At the global level, the HDR 2005 has, in a sense, vindicated, many aspects that were analysed in the reports of the CPI(M)’s 18th congress. The current phase of imperialist globalisation, we have maintained is simply unsustainable because of growing levels of poverty and alarmingly rising levels of economic inequalities. These tend to shrink the global market due to the declining purchasing power in the hands of the vast majority of the people. This, in itself, acts as a powerful brake on capitalist development itself, making current imperialist globalisation unsustainable. The HDR 2005 reveals that:
Of the 73 countries for which data are available, 53 (with more than 80 per cent of the world’s population) have seen inequality rise.
1 billion people lack access to safe water.
1 billion people survive on less than $1 a day.
2.6 billion people lack access to improved sanitation.
18 countries with a combined population of 460 million people registered lower scores on the HDI in 2003 than in 1990. Fifty countries with a combined population of almost 900 million people are going backwards on at least one MDG.

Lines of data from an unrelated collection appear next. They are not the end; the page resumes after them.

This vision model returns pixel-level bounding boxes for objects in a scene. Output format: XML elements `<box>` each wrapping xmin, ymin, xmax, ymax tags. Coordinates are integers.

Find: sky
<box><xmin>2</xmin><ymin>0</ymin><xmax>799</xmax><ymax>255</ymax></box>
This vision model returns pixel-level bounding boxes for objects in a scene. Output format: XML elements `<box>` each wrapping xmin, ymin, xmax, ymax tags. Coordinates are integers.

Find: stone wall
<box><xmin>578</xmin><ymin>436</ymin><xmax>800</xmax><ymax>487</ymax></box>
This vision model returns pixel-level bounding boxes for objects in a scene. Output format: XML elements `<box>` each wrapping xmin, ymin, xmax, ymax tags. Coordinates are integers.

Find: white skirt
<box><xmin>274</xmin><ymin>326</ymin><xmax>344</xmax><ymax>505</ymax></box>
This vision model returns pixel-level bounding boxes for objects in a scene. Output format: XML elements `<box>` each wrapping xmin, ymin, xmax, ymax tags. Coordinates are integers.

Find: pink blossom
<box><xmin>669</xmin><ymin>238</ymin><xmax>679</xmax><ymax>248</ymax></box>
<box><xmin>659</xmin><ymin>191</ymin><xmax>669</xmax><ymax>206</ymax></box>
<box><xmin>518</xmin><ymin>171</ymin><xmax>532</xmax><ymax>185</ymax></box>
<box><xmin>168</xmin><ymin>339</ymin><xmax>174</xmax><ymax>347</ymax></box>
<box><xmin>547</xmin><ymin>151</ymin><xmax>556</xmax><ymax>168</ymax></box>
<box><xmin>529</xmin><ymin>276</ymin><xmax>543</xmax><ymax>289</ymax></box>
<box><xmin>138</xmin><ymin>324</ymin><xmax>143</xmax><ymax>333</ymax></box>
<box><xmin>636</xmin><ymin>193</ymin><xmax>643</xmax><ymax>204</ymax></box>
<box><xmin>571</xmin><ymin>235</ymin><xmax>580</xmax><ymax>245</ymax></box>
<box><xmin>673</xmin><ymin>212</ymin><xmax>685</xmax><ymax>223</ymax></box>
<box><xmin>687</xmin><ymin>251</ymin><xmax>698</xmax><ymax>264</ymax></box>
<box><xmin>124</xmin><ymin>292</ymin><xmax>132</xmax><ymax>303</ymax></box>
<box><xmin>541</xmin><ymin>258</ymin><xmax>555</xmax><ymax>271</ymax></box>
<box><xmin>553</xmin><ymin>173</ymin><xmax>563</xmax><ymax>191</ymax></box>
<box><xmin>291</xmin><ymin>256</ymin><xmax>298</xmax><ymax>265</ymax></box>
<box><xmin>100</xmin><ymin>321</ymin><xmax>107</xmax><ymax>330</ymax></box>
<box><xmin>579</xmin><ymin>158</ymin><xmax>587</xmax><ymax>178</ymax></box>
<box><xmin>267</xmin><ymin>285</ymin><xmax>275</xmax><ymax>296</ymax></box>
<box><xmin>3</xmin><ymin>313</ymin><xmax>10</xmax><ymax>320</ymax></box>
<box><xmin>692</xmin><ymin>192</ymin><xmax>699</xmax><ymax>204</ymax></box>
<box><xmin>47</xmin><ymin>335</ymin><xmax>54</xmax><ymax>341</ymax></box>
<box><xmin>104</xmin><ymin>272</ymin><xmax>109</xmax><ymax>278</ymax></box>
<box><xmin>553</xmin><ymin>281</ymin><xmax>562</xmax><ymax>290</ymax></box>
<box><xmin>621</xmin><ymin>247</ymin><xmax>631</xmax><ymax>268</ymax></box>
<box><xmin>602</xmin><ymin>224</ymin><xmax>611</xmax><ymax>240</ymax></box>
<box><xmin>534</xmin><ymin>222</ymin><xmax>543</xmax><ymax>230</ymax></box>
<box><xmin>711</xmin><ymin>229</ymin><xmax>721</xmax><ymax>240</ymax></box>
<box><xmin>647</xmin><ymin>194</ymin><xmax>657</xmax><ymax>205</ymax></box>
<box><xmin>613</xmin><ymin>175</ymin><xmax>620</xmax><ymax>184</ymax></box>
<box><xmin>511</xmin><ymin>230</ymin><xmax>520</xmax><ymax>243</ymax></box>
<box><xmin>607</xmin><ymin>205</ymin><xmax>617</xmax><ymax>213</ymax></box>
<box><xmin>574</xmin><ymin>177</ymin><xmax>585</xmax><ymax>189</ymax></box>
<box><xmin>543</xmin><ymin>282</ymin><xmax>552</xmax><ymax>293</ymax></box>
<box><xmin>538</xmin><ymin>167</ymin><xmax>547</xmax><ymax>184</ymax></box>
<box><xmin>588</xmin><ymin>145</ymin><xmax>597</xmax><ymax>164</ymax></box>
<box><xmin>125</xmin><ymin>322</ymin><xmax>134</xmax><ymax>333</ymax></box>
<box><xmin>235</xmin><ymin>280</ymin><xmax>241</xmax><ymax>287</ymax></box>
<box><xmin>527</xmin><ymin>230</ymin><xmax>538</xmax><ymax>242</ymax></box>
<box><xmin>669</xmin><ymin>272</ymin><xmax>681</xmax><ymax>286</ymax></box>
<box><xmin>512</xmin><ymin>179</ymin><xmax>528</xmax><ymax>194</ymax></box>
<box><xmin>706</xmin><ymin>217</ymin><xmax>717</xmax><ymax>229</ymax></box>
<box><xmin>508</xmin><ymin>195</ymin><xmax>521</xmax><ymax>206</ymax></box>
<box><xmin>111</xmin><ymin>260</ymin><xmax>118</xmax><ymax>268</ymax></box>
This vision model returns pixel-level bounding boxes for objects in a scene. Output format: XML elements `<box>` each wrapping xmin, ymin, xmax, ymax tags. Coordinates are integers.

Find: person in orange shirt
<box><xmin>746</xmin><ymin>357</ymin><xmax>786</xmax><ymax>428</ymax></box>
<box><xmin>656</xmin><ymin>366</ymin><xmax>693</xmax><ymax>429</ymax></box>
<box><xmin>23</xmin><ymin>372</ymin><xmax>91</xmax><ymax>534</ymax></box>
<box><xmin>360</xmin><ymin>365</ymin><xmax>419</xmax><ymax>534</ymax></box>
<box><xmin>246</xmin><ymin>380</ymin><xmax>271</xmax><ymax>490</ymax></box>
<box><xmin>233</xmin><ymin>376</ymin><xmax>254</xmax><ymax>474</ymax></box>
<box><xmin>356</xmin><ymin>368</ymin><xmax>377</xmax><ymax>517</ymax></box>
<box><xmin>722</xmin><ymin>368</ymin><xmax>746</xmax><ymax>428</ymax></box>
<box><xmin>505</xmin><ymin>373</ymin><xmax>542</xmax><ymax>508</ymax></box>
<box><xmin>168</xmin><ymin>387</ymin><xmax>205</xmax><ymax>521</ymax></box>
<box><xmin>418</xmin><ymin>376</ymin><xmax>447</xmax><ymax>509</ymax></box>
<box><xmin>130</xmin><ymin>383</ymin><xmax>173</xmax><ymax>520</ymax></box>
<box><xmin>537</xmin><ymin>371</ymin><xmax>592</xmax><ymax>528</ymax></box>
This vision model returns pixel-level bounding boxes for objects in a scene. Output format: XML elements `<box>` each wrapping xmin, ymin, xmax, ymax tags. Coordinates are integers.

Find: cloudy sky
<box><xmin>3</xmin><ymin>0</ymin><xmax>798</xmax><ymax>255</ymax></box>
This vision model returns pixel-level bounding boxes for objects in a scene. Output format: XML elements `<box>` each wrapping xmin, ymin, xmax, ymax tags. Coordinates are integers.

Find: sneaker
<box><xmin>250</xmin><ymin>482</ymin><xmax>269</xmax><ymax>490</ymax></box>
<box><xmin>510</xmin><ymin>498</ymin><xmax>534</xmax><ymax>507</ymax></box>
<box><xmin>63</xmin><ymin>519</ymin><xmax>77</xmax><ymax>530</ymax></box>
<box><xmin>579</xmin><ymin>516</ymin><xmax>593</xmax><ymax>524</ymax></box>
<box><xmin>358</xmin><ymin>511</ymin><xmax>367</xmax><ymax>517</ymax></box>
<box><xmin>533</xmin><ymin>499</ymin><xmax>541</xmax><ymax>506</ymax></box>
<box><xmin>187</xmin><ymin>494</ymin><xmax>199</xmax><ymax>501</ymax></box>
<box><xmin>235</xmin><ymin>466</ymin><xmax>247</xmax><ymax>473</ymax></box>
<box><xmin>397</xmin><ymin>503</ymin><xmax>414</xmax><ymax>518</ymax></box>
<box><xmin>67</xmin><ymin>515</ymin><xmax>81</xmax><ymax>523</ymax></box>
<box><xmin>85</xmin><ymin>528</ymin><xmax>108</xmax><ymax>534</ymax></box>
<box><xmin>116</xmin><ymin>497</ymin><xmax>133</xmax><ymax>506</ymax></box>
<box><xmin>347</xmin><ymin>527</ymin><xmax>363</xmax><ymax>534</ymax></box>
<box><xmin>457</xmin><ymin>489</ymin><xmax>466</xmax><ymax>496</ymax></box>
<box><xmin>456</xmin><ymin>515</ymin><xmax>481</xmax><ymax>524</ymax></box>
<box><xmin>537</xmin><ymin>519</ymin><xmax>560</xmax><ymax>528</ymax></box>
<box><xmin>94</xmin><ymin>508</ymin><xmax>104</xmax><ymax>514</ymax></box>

The richest 20 per cent hold three-quarters of the world’s income and the poorest 20 per cent hold 1.5 per cent of the world’s income. The world’s 500 richest people have more income than the poorest 416 million people.

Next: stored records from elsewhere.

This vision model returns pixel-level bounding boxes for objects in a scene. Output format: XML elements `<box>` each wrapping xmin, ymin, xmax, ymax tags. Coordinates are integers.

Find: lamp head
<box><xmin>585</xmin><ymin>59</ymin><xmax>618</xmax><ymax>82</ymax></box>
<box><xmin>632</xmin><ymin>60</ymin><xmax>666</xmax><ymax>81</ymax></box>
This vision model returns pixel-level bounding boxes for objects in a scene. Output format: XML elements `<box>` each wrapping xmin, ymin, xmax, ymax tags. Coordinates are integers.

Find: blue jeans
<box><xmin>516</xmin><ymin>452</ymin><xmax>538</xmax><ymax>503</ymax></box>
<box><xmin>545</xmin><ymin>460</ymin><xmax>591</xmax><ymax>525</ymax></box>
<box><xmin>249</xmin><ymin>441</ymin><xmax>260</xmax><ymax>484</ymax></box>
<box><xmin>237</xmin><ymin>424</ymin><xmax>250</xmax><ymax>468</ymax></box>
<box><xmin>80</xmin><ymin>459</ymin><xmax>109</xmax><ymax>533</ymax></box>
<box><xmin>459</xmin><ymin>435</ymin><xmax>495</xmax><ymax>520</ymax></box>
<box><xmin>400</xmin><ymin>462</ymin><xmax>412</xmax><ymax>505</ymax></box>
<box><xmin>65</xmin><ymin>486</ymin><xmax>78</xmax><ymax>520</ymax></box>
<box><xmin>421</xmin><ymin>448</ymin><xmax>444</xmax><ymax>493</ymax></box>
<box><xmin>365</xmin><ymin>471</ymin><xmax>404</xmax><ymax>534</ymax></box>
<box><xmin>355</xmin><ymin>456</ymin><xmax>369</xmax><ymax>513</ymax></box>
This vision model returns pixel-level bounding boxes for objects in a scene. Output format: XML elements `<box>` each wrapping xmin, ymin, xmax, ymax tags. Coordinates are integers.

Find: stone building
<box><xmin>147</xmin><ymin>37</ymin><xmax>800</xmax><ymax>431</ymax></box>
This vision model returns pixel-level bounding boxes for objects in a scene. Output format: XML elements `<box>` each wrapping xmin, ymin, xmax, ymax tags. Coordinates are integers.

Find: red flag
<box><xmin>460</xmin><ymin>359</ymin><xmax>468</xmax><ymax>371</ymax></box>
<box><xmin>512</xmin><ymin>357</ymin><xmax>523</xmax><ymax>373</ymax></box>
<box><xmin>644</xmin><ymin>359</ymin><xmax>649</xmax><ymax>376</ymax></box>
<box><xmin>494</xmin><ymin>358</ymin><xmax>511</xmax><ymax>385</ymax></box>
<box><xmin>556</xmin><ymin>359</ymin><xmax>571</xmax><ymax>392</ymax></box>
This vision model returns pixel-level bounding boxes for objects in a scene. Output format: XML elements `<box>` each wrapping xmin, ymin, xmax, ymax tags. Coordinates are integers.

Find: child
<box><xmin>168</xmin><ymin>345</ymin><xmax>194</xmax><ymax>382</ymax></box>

Exposing myth that international aid to overcome poverty is the benevolence of the advanced developed countries, the HDR 2005 shows that “Tied aid costs low income countries $ 2.6 billion a year – a tied-aid `tax’ of about 8 per cent.”.
It also shows that the demands for raising the level of international aid to 0.7 per cent of the GDPs of the developed countries (which is the estimate to eradicate poverty in the world) is less than $118 billion increase in military spending between 2000 and 2003.
At another level, the HDR 2005 reinforces the understanding reflected in these columns in the past regarding the WTO negotiations being highly favourable to the advanced countries at the expense of the world’s poorest countries. The report decries what it calls ‘perverse taxation’, under which the world’s poorest countries face the highest tariffs in rich countries, and examines the impact on the poor of agricultural subsidies and protectionism in wealthy industrialised nations. Donor countries, the Report shows, spend $1 billion a year aiding agriculture in developing countries and $1 billion a day on domestic subsidies that undermine the world’s poorest farmers. At the same time, the report warns that the European Union and the US are restructuring their subsidy programmes to limit the effectiveness of WTO disciplines.
The overall effects of agricultural protectionist measures and subsidies in wealthy countries, the report estimates, cost developing countries close to $72 billion a year – an amount equivalent to all official aid flows in 2003.
In other words, the HDR 2005 sharply exposes the growing inequalities and the immiserization of the vast majority of the world’s population in this phase of imperialist globalisation. Though the HDR 2005 talks in terms of a political will and a deeper commitment to eradicate poverty and offer better living conditions for the majority of world’s population, it is clear that such a political will is in direct conflict and contradiction with the very character of capitalist development. As the 18th congress of the CPI(M) declared, the only alternative to this exploitative world capitalist order is socialism. The wealth of information contained in the HDR 2005 amounts to a virtual indictment of the global capitalist order.